Il tema principale del libro riguarda la comparazione
tra la santità e lo sciamanesimo. Com'è
noto lo sciamanesimo è un fenomeno religioso
complesso tipico delle culture centro-asiatiche,
rintracciabile tuttavia anche in altre aree geografiche
quali le Americhe, l'Oceania, l'Africa, l'Estremo
Oriente. Secondo Eliade si tratta di un'esperienza
religiosadi limite, che può definirsi come
una "tecnica dell'estasi" . L'estasi
o trance può realizzarsi in due modi: tramite
l'abbandono del corpo da parte dell'anima -la
quale intraprende viaggi mistici verso le regioni
superiori e quelle inferiori - ; oppure mediante
l'intervento di spiriti e demoni che entrano nel
corpo dello sciamano. Tale capacità fa
dello sciamano un mediatore. Questi, infatti,
è in grado di mettere in contatto per scopi
benefici il mondo dell'uomo con il mondo soprannaturale,
ripristinando, seppure brevemente, l'ormai perduta
condizione paradisiaca primigenia: l'illud tempus
in cui tutti potevano accedere alle zone cosmiche.

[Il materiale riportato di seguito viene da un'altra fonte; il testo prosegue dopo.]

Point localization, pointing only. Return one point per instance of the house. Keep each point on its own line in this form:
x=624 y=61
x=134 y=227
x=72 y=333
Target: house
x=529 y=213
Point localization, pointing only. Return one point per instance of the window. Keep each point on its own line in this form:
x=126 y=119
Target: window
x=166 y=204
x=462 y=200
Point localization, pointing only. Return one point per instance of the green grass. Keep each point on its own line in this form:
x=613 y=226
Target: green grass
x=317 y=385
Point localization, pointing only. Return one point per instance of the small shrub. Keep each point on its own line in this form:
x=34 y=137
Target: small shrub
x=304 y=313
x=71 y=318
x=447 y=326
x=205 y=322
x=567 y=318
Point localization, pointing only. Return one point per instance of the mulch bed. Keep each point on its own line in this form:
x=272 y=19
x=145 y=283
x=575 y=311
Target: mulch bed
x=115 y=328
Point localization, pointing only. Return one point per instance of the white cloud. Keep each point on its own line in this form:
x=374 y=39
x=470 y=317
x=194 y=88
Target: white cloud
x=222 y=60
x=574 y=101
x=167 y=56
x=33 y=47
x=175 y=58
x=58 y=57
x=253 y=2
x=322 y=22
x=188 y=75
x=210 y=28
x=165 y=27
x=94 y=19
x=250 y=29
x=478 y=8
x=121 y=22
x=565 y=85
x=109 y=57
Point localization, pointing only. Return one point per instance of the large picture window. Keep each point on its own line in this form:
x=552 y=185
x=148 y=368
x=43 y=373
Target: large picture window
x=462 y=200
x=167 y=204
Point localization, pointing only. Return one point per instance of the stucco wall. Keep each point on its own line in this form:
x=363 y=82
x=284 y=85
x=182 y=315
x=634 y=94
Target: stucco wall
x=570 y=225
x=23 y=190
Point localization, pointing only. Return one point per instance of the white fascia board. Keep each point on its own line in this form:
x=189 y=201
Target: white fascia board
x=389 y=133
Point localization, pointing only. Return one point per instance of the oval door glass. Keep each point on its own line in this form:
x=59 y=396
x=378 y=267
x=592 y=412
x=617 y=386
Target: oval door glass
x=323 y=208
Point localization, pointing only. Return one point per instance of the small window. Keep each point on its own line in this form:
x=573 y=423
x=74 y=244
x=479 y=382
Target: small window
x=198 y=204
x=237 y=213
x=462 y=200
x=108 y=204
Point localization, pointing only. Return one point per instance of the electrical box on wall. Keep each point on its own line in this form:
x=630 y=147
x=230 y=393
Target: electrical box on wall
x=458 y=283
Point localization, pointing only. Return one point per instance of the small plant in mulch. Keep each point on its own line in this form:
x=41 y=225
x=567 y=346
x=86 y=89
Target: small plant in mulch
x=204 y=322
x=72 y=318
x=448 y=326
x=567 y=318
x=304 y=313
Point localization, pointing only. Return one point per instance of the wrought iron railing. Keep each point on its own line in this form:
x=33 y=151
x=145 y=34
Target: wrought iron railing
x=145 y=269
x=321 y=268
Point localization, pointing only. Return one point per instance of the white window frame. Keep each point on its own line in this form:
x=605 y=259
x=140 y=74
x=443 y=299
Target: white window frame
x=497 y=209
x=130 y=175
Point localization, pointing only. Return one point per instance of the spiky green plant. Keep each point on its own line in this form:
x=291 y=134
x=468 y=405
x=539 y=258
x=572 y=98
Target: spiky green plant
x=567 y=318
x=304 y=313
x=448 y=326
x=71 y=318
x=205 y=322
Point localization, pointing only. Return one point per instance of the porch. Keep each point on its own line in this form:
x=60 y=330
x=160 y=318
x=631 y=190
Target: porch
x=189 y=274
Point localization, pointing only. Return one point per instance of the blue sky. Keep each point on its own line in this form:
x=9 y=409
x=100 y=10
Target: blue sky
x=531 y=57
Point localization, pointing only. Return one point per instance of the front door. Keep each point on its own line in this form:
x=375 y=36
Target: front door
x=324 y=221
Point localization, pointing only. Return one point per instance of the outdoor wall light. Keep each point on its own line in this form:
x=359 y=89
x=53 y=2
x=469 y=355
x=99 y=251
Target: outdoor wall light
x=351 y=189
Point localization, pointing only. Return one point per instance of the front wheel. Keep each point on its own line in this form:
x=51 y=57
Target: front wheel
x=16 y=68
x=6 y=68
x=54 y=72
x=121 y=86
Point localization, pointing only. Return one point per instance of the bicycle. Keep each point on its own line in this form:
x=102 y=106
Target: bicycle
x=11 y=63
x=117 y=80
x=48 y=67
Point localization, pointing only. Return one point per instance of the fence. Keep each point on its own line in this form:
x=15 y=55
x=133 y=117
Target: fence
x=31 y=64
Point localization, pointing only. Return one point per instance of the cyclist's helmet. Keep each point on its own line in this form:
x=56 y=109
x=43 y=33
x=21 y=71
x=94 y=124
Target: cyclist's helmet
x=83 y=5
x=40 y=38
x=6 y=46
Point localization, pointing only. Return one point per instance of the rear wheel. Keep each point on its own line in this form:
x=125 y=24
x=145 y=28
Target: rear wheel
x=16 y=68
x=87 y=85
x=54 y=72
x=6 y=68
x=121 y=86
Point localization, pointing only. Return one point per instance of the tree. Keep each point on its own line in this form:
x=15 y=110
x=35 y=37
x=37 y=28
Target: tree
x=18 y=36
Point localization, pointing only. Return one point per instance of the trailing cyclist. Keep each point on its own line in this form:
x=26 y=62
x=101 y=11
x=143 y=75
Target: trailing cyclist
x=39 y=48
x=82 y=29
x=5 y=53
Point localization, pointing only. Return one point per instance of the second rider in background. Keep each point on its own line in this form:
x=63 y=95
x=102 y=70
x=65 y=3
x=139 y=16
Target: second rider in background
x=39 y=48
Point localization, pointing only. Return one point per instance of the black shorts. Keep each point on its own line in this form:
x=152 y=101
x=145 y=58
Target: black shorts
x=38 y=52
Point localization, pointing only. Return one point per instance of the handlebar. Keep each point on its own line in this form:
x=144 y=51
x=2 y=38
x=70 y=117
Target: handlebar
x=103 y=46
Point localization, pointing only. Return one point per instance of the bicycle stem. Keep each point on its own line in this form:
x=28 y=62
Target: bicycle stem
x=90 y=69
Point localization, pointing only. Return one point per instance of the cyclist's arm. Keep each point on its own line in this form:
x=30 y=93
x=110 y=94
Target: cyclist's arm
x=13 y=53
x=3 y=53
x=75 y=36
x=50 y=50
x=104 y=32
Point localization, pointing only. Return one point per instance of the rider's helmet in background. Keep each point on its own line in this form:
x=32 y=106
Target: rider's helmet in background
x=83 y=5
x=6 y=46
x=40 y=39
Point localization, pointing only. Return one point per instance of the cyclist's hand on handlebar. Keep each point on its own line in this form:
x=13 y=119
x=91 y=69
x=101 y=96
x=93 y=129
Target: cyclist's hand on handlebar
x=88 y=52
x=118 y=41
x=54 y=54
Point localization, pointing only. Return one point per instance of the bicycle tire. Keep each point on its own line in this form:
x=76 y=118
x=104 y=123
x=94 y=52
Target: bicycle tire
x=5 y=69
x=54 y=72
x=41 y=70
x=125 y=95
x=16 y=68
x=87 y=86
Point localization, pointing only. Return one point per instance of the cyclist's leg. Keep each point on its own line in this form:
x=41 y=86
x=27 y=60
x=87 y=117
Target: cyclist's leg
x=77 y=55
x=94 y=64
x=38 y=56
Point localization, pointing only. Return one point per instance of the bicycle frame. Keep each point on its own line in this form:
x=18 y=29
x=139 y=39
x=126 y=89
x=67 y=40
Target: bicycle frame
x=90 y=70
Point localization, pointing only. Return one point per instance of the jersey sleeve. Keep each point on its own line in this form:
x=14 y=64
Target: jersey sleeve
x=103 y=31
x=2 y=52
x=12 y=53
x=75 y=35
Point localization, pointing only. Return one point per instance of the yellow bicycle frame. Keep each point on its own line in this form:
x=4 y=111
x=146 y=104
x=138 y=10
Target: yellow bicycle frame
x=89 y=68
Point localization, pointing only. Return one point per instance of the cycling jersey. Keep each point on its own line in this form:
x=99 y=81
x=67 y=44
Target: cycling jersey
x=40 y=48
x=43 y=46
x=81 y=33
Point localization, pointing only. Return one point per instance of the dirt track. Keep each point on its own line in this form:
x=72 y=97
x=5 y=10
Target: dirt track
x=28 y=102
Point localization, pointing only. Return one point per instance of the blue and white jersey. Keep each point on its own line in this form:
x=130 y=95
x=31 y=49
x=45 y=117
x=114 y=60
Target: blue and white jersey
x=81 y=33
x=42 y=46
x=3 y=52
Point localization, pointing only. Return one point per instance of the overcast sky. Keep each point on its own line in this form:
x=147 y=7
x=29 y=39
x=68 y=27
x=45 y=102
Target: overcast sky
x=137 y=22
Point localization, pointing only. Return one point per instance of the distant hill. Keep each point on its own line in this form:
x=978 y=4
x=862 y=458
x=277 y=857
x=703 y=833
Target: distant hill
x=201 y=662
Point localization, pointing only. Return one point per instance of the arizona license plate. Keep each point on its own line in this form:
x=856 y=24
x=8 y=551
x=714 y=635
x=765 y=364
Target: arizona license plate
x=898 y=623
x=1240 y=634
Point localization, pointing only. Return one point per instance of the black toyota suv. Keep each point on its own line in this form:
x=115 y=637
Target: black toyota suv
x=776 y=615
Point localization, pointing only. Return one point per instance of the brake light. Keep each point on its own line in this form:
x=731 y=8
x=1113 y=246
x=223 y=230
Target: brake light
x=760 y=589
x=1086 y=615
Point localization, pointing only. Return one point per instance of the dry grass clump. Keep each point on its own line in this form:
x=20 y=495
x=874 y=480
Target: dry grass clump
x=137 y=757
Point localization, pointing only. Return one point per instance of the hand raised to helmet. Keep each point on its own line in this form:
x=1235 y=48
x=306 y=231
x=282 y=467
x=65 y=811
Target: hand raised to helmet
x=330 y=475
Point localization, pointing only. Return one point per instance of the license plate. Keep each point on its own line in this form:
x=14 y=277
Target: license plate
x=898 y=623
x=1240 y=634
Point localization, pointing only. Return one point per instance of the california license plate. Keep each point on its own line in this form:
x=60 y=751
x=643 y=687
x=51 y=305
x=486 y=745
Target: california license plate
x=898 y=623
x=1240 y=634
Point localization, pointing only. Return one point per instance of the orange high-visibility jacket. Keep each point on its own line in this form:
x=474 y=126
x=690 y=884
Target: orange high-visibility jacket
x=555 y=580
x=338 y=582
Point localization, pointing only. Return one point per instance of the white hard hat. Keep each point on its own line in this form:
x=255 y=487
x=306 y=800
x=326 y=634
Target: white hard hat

Sallmann, dunque, dopo aver evidenziato gli aspetti
principali dell'idea di santità sviluppatasi
nel Regno di Napoli tra la metà del XVI
secolo e la fine del XVIII, analizza i tratti
peculiari propri del santo e dello sciamano, mettendo
in luce taluni aspetti comuni e che vale la pena
qui accennare. In primo luogo il legame ereditario:
come per lo sciamano i poteri si trasmettono in
linea familiare, così il santo presenta
nel proprio albero genealogico personaggi venerabili,
beati, santi. Quindi la predestinazione: in entrambi
la "chiamata" è avvertita come
una crisi, essa avviene tra adolescenza e maturità
e prevede uno stato di irrequietezza psicologica,
di ansia, cui si accompagna un atteggiamento di
rottura verso l'ambiente di provenienza (abbigliamento
trasandato, taglio dei capelli, ecc.). L'apprendistato
spirituale si delineerebbe come un terzo elemento
comune: mentre il neofita svolge il proprio tirocinio
sotto la guida di un maestro sciamano, il futuro
santo, entra in contatto con un altro venerabile
che diventa la sua guida. Altri vistosi tratti
condivisi sarebbero poi gli stati alterati di
coscienza (visionarietà, estasi, sogni
profetici, levitazione, ecc.), e taluni poteri
specifici quali il dominio sugli elementi atmosferici,
il linguaggio degli animali, la divinazione, la
facoltà di operare prodigi, la taumaturgia.